- Developer: IBM
- Working state: Historic
- Initial release: 1960; 65 years ago
- Supported platforms: IBM 7090 and IBM 7094
- License: Proprietary
- Preceded by: SHARE Operating System

= IBM 7090/94 IBSYS =

Early-to-mid 1960s operating system for the scientific line of IBM mainframes

IBSYS is a discontinued tape-based operating system that IBM supplied with its IBM 709, IBM 7090 and IBM 7094 computers, and a significantly different, though similar operating system provided with IBM 7040 and IBM 7044 computers. IBSYS was based on FORTRAN Monitor System (FMS) and (more likely) Bell Labs' "BESYS" rather than the SHARE Operating System.
IBSYS directly supported several older computer language compilers and assemblers on the $EXECUTE card: 9PAC, FORTRAN and IBSFAP. Newer language processors ran under IBJOB.
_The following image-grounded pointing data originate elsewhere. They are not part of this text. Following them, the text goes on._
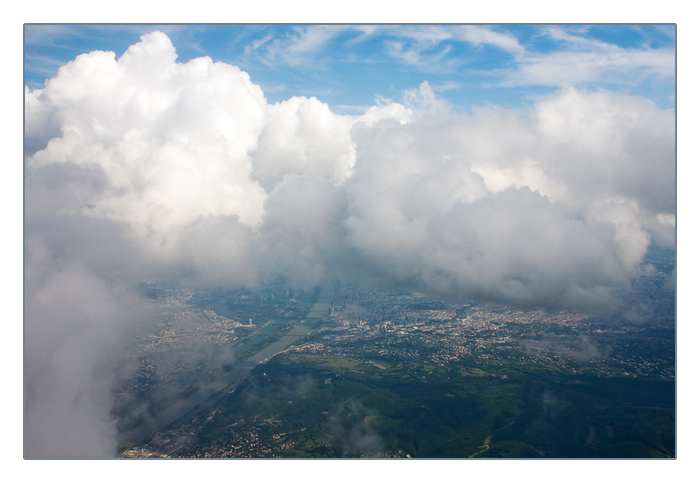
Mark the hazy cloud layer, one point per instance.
(141, 168)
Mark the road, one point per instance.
(212, 384)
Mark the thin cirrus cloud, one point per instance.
(145, 167)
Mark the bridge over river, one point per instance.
(210, 385)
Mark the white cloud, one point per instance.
(478, 35)
(145, 168)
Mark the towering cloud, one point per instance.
(142, 168)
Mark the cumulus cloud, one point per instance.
(142, 168)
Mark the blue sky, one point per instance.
(350, 67)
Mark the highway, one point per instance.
(212, 384)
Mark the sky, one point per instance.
(350, 66)
(527, 165)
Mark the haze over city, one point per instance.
(531, 167)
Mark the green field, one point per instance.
(332, 406)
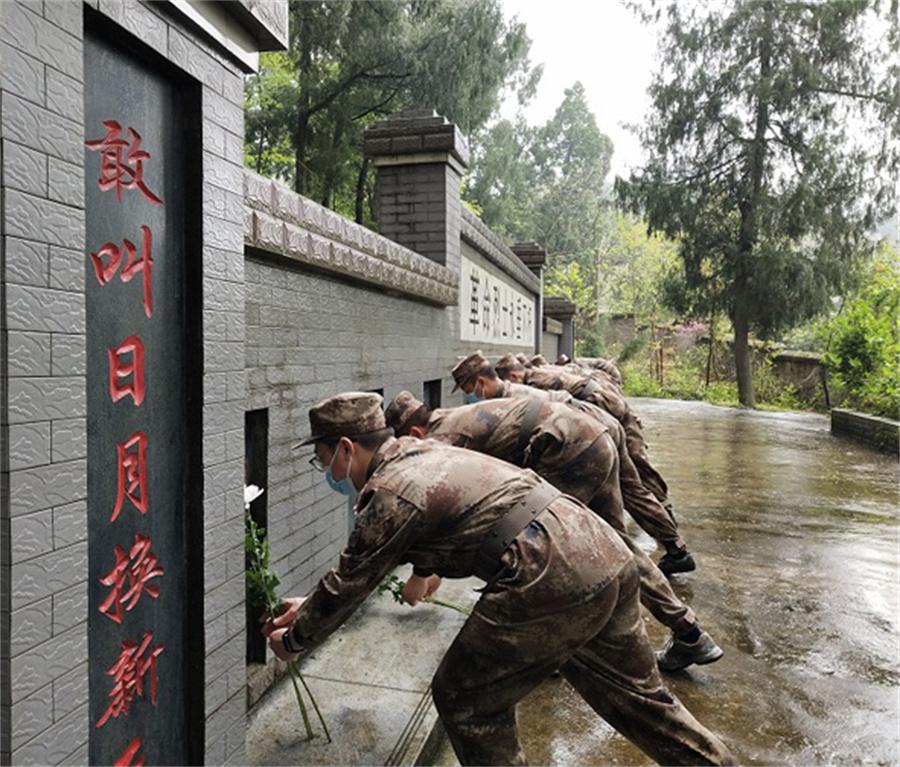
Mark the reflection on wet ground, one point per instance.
(795, 533)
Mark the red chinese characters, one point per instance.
(121, 162)
(126, 376)
(136, 569)
(131, 459)
(107, 259)
(128, 754)
(129, 672)
(131, 574)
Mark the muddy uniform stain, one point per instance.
(579, 453)
(648, 511)
(610, 399)
(565, 596)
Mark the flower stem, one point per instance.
(450, 605)
(313, 701)
(295, 674)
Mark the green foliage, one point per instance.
(632, 267)
(262, 583)
(753, 167)
(545, 183)
(351, 62)
(864, 349)
(684, 377)
(393, 585)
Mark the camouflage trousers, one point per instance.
(637, 449)
(602, 650)
(593, 477)
(645, 492)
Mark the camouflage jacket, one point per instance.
(432, 505)
(512, 389)
(557, 433)
(581, 387)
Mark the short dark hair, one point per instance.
(419, 418)
(487, 371)
(369, 441)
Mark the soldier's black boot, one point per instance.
(678, 654)
(677, 562)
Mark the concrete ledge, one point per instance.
(372, 680)
(880, 433)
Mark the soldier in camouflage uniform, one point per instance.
(600, 363)
(477, 377)
(608, 396)
(577, 454)
(604, 376)
(561, 593)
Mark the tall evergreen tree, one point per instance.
(351, 62)
(774, 146)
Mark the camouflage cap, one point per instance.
(345, 415)
(400, 410)
(468, 368)
(507, 363)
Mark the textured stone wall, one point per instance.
(880, 433)
(43, 537)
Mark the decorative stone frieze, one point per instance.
(474, 231)
(284, 223)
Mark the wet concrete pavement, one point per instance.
(797, 541)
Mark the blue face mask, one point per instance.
(344, 486)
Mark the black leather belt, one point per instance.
(513, 522)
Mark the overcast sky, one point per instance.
(600, 43)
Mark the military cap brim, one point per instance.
(351, 414)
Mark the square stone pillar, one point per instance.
(563, 311)
(420, 159)
(534, 257)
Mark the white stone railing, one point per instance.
(282, 222)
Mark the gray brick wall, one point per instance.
(309, 336)
(43, 557)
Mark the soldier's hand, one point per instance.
(434, 583)
(416, 589)
(276, 642)
(286, 618)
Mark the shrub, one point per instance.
(864, 340)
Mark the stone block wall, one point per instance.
(43, 512)
(319, 320)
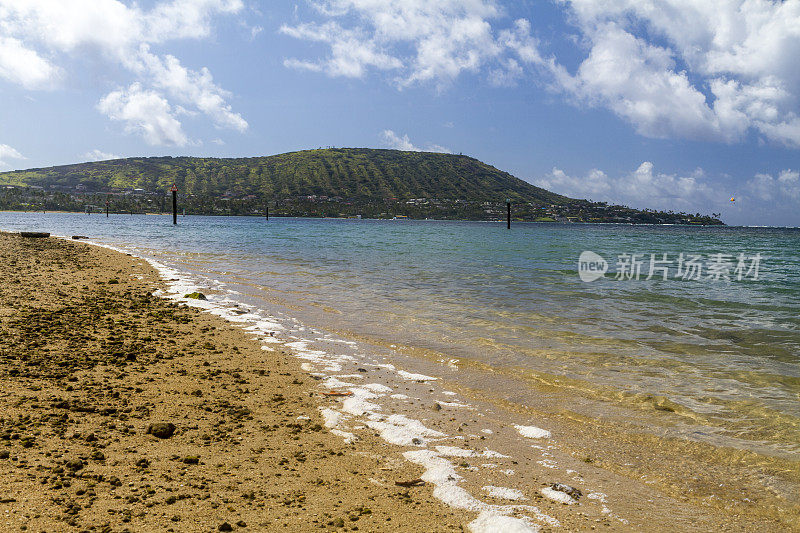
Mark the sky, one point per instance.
(670, 104)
IBM later provided similar facilities for the 7040/7044 as IBM 7040/7044 Operating System (16K/32K) 7040-PR-150 and for the IBM 1410/IBM 7010 as IBM 1410/7010 Operating System 1410-PR-155.

==IBSYS System Supervisor==

IBSYS itself is a resident monitor program, that reads control card images placed between the decks of program and data cards of individual jobs. An IBSYS control card (Note: The control cards included
- $*
 Comment
- $EXECUTE
 Call named subsystem, e.g., compiler, IBJOB, utility
- $IBSYS
Reinitialize System Supervisor
- $IOCS
- $ID
 Call installation accounting routine
- $JOB
 Set up new job
- $STOP
 End a batch of jobs) begins with a "$" in column 1, immediately followed by a Control Name that selects the various IBSYS utility programs needed to set up and run the job. These card deck images are usually read from magnetic tapes prepared offline, not directly from the card reader.

==IBJOB Processor==
The IBJOB Processor is a subsystem that runs under the IBSYS System Supervisor. It reads control cards that request, e.g., compilation, execution. The languages supported include COBOL. Commercial Translator (COMTRAN), Fortran IV (IBFTC) and Macro Assembly Program (IBMAP).